The CDS I use only contains the one record I am attempting to Edit. For a New record, the CDS is in dsInsert mode. Everything is written to the DB ok so I just need to get this new data back out again. I have also tried using a CDS which contains ALL records in the table too to see if it was any simpler but didn't make any difference - unsurprisingly. The reason I need this information is simply to show to the user in DB Aware controls these values.

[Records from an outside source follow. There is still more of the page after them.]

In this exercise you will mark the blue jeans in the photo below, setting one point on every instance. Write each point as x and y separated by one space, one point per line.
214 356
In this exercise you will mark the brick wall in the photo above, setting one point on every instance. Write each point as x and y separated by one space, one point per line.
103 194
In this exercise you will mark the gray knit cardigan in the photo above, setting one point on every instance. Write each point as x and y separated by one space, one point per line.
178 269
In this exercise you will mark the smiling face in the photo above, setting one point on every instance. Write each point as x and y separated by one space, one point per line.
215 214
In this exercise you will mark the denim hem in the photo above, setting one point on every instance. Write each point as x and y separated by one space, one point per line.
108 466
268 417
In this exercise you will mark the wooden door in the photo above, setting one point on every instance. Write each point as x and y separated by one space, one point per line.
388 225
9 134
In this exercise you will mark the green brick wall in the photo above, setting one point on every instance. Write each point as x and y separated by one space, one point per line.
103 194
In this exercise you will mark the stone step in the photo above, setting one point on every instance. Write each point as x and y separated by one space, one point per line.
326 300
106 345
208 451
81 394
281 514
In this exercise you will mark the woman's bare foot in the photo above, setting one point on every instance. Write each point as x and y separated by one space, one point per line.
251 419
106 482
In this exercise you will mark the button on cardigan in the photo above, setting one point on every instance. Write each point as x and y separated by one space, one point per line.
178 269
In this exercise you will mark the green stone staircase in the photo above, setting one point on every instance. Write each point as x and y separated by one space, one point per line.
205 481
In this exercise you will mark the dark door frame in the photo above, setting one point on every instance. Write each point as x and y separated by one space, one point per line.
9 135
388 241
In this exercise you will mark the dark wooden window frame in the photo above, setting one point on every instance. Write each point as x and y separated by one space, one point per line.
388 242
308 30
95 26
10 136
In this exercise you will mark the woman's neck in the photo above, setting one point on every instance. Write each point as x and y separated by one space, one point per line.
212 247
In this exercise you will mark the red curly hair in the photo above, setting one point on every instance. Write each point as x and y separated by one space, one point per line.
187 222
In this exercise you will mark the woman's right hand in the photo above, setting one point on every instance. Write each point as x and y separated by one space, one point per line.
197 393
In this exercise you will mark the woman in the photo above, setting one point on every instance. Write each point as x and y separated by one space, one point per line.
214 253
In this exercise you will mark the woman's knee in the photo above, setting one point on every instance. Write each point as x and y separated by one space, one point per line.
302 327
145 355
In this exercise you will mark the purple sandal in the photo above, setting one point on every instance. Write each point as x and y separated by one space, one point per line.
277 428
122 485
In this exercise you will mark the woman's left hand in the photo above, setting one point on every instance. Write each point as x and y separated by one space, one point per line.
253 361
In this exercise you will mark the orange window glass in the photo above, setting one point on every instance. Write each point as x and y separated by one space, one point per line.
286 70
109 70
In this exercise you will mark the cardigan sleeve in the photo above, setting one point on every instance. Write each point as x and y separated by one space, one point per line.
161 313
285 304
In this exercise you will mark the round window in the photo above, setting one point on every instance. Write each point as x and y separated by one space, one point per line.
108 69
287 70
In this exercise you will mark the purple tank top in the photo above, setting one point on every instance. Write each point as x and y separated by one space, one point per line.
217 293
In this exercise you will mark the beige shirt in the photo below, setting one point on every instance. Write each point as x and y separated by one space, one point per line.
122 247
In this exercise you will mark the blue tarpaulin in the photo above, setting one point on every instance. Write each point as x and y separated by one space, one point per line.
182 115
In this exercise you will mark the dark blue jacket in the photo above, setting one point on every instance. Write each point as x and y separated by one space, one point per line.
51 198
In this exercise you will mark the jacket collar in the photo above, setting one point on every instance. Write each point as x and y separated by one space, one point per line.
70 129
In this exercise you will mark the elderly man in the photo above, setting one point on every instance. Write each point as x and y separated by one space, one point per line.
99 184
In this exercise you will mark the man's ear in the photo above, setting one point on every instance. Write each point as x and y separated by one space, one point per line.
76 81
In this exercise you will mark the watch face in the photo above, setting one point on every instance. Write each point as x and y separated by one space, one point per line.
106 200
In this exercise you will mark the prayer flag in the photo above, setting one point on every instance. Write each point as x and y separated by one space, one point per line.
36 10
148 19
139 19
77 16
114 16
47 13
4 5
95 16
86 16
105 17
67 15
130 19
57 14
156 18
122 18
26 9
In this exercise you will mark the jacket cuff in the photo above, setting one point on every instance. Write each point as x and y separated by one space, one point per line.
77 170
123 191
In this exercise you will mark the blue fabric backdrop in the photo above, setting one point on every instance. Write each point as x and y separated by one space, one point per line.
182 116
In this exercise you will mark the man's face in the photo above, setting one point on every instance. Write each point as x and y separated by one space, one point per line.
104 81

They are read only.
I could call a Get on the record I guess when editing an existing record, using the PK, but that won't help for an Insert as I don't know what the new PK is.
Example of where I attempt to ApplyUpdates to my CDS (actDSSave is a TDataSetPost action)
dsState := actDSSave.DataSource.DataSet.State;
DoApplyUpdates(-1);
if dsState = dsEdit then
TClientDataSet(actDSSave.DataSource.DataSet).RefreshRecord;
I am using TIBQuery for my dataset attached to the remote DataSetProvider. This query SQL is a simple select * from client where client_id = :client_id. I have tried associating this query with a TIBUpdateSQL too as well as trying to set poAutoRefresh to true in the DataSetProvider.
So is it possible to obtain these Trigger generated values this way or do I need to approach it in a different way? Another way I can think of, is to create stored procedures which do CRUD against each table and use that instead (with appropriate in/out params to return this new data) but hopefully I don't have to go down that track. Hopefully I have provided sufficient info here to explain and replicate the issue.
Thanks
EDIT
Realised in above, DoApplyUpdates(-1) is my own method. It's implementation at the moment is simply:
FdatCommon.cdsClient.ApplyUpdates(MaxErrorCount);
FdatCommon is a TDataModule containing my CDS.
You simply can't get "generated" values without new requery (RefreshRecord) of data after Post.
It's because triggers runs on server side when you call ApplyUpdates, but TClientDataSet does not refresh by default posted record. For example other libraries FIBPlus have an option to do it automatically.
About inserts, TIBDataSet have GeneratorField property. Using it, dataset query and increment generator value separatelly before insert. So you will have PK values after post even on inserts. But avoid using it again in trigger.
MIDAS (TClientDataSet) is a great library, but his general / universal architecture loose DB specific features (such as retriving values from inserts) compared to dedicated libraries for specific DBMS, such as FibPlus. By the way I saw TpFIBClientDataSet. It work in conjunction with TpFibDataSet.